The renegotiated agreement contains a chapter on macroeconomic policies and exchange rate issues, with new political and transparent monetary commitments. The chapter will address unfair monetary practices by requiring high-level commitments to avoid any devaluation of competition and to target exchange rates, while significantly increasing transparency and providing accountability mechanisms. This approach is unprecedented in the framework of a trade agreement and will contribute to strengthening macroeconomic stability and exchange rates. To facilitate the strengthening of cross-border trade, the United States has reached an agreement with Mexico and Canada to increase the value of de minimis delivery. For the first time in decades, Canada will increase its de minimis level from $20 to $40 for taxes. Canada will also offer duty-free shipments of up to 150 $US. Mexico will continue to provide $50 of tax-exempt de minimis and will also provide duty-free shipments up to the equivalent of $117. Shipping rates to this level would be achieved with minimum formal entry procedures, which would allow more businesses, particularly small and medium-sized enterprises, to be part of cross-border trade.
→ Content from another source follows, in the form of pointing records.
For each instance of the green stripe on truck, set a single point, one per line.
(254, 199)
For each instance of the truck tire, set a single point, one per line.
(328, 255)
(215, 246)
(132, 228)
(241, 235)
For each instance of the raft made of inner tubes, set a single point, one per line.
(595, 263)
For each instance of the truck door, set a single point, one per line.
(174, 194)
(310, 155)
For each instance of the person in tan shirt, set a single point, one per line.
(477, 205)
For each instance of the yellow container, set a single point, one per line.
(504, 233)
An April 2019 Analysis by the International Trade Commission on the likely effects of the USMCA estimated that the agreement would increase U.S. real GDP by 0.35 percent if the agreement were fully implemented (six years after ratification) and would increase total U.S. employment by 0.12% (176,000 jobs).
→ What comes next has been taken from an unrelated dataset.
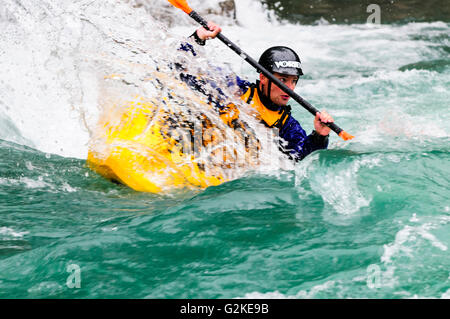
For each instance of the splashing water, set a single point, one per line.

  The analysis cited by another Congressional Research Service study showed that the agreement would not have a measurable effect on employment, wages or overall economic growth.  In the summer of 2019, Larry Kudlow, Trump`s chief economic adviser (the director of the National Economic Council at Trump White House), made unfounded statements about the likely economic impact of the agreement and overstated forecasts related to jobs and GDP growth.  One of President Trump`s main goals in the renegotiation is to ensure that the agreement benefits American workers. The United States, Mexico and Canada have approved a laboratory chapter that brings work obligations to the heart of the agreement, makes them fully applicable and is the strongest provisions of any trade agreement. In addition to the original NAFTA provisions, the USMCA borrows significant credits under the Trans-Pacific Partnership (TPP) trade agreements and the Comprehensive and Progressive Agreement for the Trans-Pacific Partnership (CPTPP). On April 3, 2020, Mexico announced its willingness to implement the agreement and joined Canada.  The agreement came into force on July 1, 2020.     Canada ratified the agreement in March and the USMCA came into force on July 1, 2020. Although NAFTA is officially dead, governments and businesses are still adapting to the new rules, especially the new labour rules.
Coronavirus can also complicate implementation as manufacturers adapt to new guidelines in the midst of a global economic crisis. On this occasion, Us Customs and Border Protection (CBP), the U.S. treaty implementation authority, established the USMCA Center to coordinate CBP`s implementation of the contract in the United States. According to CBP, the agreement modernizes “certain NAFTA provisions that reflect the evolution of 21st century technology and supply chain” and “provides more efficient trade, greater implementation and more economic opportunities for North America.” The USMCA calls for “new approaches to rules of origin, access to agricultural markets, digital trade and financial services” and aims to protect workers` rights in key industries and strengthen the protection of intellectual property rights.